To try to kill any cancer cells left after surgery. This is called an adjuvant therapy. When radiation is used after surgery, it’s often used with chemotherapy.
To ease symptoms caused by tumors that can't be treated with surgery or that have spread to other organs.
To plan your treatment strategy, you’ll likely meet with a team of cancer specialists. This might include a surgeon, radiation oncologist, and medical oncologist.
The most common way to receive radiation for pancreatic cancer is from a machine outside your body that gives off invisible X-ray beams. This is called external radiation. You may need special types of external radiation, such as three-dimensional conformal radiation therapy (3D-CRT) or intensity-modulated radiation therapy (IMRT). These are used to try to limit the doses of radiation reaching nearby normal cells.
A doctor who specializes in cancer and radiation is called a radiation oncologist. This doctor works with you to figure out the kind of radiation you need. He or she also decides the dose and how long you need the treatment.
In most cases, you can receive external radiation on an outpatient basis in a hospital or a clinic. The standard treatment for external radiation is five days a week for several weeks.
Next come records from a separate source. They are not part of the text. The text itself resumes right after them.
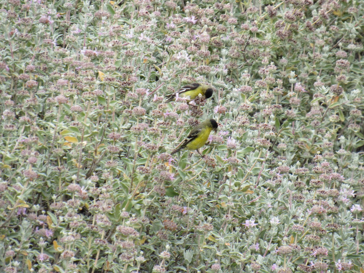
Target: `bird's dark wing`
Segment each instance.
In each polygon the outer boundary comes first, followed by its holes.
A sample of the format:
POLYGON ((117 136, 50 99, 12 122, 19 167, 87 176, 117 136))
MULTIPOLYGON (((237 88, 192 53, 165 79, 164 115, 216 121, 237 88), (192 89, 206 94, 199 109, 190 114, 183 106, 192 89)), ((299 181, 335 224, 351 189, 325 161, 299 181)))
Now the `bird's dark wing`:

Before your first radiation treatment, you’ll have a session to find exactly where on your body the radiation beam needs to be directed. The process is called simulation. This session may take up to two hours. During this session, you may have imaging tests, such as CT scans or MRI scans. This can help your healthcare providers know the exact spot of your tumor to better aim the radiation. Also at this session, you may have body molds made to help keep you from moving during the treatment. Then, you’ll lie still on a table while a therapist uses a machine to define your treatment field. The field is the exact area on your body where the radiation will be aimed. Sometimes it’s called your port. The therapist may mark your skin with tiny dots of semi-permanent ink. This is so that the radiation will be aimed at the same place each time.
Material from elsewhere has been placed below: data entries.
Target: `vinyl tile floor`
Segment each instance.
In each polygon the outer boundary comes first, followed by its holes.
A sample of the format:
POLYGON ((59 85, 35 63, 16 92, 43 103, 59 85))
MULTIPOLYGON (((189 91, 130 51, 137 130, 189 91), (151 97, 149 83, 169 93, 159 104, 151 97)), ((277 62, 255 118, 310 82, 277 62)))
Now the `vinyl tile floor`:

On the days you get radiation, you’ll lie on a table while the machine is placed over you. You may have to wear a hospital gown. It’s a lot like getting an X-ray, only it takes longer. It takes about 15 to 30 minutes to do. You should plan on being there for about an hour, though.
At the start of the session, a radiation therapist may place blocks or special shields to protect parts of your body that don’t need to be exposed to radiation. The therapist then lines up the machine so that radiation is directed to the spot that was marked during the simulation. When you’re ready, the therapist leaves the room and turns the machine on. You may hear whirring or clicking noises, like the sounds of a vacuum cleaner, while it’s is being given. During the session, you’ll be able to talk to the therapist over an intercom. You can’t feel radiation, so it will be painless. You won’t be radioactive afterward.
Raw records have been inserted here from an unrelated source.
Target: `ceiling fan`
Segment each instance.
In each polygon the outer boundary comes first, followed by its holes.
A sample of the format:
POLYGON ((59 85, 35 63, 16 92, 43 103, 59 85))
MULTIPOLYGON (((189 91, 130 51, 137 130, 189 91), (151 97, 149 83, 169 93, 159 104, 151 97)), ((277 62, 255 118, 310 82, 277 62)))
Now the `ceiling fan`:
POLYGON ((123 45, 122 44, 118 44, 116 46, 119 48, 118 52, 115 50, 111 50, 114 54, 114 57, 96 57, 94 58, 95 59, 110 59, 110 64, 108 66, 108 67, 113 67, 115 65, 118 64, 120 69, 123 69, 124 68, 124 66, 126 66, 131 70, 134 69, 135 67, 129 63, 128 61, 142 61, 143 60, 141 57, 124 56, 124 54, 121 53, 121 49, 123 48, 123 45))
Because radiation affects normal cells as well as cancer cells, you may have some side effects from it. The side effects from radiation are often limited to the area being treated. Some people have few or no side effects. If you have them, your healthcare provider may change the dose of your radiation or how often you get treatment. Or he or she may hold off treatment until the side effects clear up. Tell your healthcare provider about any side effects you have.
Common side effects of radiation include:
Skin irritation or changes in the areas on your skin that get radiation
Nausea or diarrhea
Loss of appetite
Low blood counts
If you have any of these side effects, ask your healthcare provider how to deal with them. Ask how to know when they become serious. These side effects often go away a few weeks after you stop treatment.